C大阪スポーツクラブの技術委員長に就任した風間八宏氏(C)CEREZO OSAKA SPORTS CLUB
Photo By 提供写真

 高校2年生にしてC大阪U―18からトップ昇格したFW北野颯太(17)が、2日のルヴァン杯鹿島戦でプロ初ゴールを決めた。育成型を掲げるクラブから新たな有望株が出てきた中で、アカデミー部門などを統括するC大阪スポーツクラブで技術委員長を務める風間八宏氏(60)が現状を語った。

 「(育成部門は)たくさん変化はしたと思う。一つは、指導者の目が今までと違うポイントを見られるようになった。例えば“止める蹴る”を0・5秒で試合中にやるとき、どれが成功でどれが失敗なのか。見えないと子どもたちの指導にはつながらないし、見えれば的確なアドバイスができて、選手も“こんなことができるの?”と吸収できる」

 指導者の質を上げることで、選手の質も上げられる。「(選手の)変化は感じられるけど“これで良い”はない」。常に成長を追い求め、就任当初から新たな取り組みにも着手してきた。コロナ禍でもあり、やっと昨年7月から始められたのが特別トレーニング、通称「スペトレ」。C大阪アカデミーに所属する小学生から高校3年生、そしてレディースの選手たちの計40人程度が選ばれ、一緒に練習する垣根を越えた取り組みだ。

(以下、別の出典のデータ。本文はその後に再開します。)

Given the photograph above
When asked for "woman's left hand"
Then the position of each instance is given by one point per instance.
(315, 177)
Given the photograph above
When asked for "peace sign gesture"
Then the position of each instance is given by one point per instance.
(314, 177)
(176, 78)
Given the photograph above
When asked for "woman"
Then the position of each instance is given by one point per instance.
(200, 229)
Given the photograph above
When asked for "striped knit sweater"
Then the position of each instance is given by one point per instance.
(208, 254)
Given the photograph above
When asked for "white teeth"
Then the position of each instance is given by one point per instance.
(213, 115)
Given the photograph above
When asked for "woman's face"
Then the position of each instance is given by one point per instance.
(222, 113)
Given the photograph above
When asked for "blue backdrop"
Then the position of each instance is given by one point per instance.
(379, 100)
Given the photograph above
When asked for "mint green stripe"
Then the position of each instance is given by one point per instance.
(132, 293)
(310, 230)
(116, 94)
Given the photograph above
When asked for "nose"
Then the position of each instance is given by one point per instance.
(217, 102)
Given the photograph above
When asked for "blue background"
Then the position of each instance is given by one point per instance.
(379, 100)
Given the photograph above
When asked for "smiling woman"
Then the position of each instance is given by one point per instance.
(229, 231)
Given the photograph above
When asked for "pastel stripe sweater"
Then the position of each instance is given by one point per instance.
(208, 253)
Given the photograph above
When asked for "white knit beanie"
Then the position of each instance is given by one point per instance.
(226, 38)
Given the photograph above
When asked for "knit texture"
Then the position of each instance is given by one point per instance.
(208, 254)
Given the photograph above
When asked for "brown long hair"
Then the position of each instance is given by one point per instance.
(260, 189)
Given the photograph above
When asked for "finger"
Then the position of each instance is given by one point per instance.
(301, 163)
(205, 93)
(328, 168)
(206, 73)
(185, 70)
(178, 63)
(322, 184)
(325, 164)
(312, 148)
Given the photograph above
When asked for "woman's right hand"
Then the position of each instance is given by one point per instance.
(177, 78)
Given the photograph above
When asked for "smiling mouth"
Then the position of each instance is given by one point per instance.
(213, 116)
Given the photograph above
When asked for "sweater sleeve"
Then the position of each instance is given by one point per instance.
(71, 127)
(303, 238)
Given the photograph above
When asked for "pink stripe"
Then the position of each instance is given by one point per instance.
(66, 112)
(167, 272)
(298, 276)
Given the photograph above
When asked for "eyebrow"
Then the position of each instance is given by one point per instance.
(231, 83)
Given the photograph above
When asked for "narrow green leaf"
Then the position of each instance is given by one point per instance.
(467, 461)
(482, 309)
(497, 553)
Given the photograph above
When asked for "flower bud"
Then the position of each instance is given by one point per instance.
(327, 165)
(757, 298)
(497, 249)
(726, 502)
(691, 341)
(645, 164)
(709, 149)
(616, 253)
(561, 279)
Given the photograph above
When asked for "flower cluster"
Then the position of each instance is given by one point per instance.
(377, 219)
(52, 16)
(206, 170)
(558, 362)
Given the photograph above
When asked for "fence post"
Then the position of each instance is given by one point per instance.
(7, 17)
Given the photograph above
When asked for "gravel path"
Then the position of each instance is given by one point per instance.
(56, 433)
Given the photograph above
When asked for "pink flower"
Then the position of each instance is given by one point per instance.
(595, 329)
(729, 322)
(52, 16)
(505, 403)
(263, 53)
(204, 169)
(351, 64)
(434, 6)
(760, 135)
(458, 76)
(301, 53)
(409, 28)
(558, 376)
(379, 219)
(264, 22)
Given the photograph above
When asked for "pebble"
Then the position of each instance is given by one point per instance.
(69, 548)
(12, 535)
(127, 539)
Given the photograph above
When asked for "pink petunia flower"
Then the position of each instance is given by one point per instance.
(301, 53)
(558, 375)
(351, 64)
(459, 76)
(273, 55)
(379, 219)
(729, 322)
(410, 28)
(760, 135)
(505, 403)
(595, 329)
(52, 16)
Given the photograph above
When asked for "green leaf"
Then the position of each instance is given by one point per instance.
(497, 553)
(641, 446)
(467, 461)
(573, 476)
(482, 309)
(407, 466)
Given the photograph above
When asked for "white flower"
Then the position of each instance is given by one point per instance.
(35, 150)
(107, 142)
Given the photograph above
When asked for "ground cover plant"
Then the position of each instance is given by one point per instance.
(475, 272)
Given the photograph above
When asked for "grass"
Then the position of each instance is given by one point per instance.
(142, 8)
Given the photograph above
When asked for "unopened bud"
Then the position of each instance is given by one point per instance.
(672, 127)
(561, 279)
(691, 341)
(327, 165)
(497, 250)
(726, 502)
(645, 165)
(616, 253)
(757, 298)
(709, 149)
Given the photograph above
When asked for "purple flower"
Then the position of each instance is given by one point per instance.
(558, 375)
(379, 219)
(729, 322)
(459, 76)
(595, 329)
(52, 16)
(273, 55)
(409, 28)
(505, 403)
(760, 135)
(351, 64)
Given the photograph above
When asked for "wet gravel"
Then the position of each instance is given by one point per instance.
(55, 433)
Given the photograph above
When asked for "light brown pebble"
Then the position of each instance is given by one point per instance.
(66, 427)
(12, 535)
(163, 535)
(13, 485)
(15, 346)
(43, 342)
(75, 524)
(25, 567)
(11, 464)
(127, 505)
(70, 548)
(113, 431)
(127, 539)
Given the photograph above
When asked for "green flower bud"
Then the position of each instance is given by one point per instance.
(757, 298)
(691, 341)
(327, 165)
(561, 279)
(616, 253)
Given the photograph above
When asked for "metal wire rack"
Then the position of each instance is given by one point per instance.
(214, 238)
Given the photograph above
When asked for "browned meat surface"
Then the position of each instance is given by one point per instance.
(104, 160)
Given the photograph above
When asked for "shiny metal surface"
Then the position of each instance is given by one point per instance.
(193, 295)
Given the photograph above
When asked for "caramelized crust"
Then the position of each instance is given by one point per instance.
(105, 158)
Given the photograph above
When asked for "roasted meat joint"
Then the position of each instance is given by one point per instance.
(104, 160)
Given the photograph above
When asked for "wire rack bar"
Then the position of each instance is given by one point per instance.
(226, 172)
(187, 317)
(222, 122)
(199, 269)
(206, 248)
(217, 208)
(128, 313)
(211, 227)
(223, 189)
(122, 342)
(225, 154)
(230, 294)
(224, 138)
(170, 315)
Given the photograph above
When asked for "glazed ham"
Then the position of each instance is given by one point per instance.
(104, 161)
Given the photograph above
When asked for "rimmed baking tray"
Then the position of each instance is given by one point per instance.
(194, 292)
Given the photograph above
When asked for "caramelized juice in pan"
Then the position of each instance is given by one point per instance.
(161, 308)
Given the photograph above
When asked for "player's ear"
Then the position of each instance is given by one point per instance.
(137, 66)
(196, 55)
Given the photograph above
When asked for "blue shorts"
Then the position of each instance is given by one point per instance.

 「一つは、自分でモノを考えるようになる。高校生から見て、横にいるのが高校生か中学生か小学生かで出すパスも違う。小学生が高校生と勝負するなら、身体やスピードでは勝てないけど、相手の逆を突くことを覚えると技術も高くなる」

 実際にトップ昇格を果たした北野も、「スペトレ」に参加していた。一方で「17歳でプロになって“早いよね”じゃなく、その年で活躍しないといけない。もっと得点を取らないといけない」と語る風間氏。アカデミーの枠にとらわれず、C大阪というクラブ全体で考えている。

 「セレッソが自前で選手を循環できる仕組みをつくらないといけない。“トップの選手が足りないならユースから上げますよ”と。トップの問題に対して、みんなで取り組む組織にする。日本にないもの、世界にもないものを今、つくっている」

 トップ、そして世界へと羽ばたく人材を輩出するため、まだまだ挑戦は続く。(西海 康平)

 ◇風間 八宏(かざま・やひろ)1961年(昭36)10月16日生まれ、静岡県出身の60歳。清水商、筑波大を経てドイツのクラブや広島などに所属し、日本代表でもプレー。現役引退後は桐蔭横浜大や筑波大、川崎F、名古屋の監督などを歴任。昨年1月にC大阪スポーツクラブの技術委員長就任。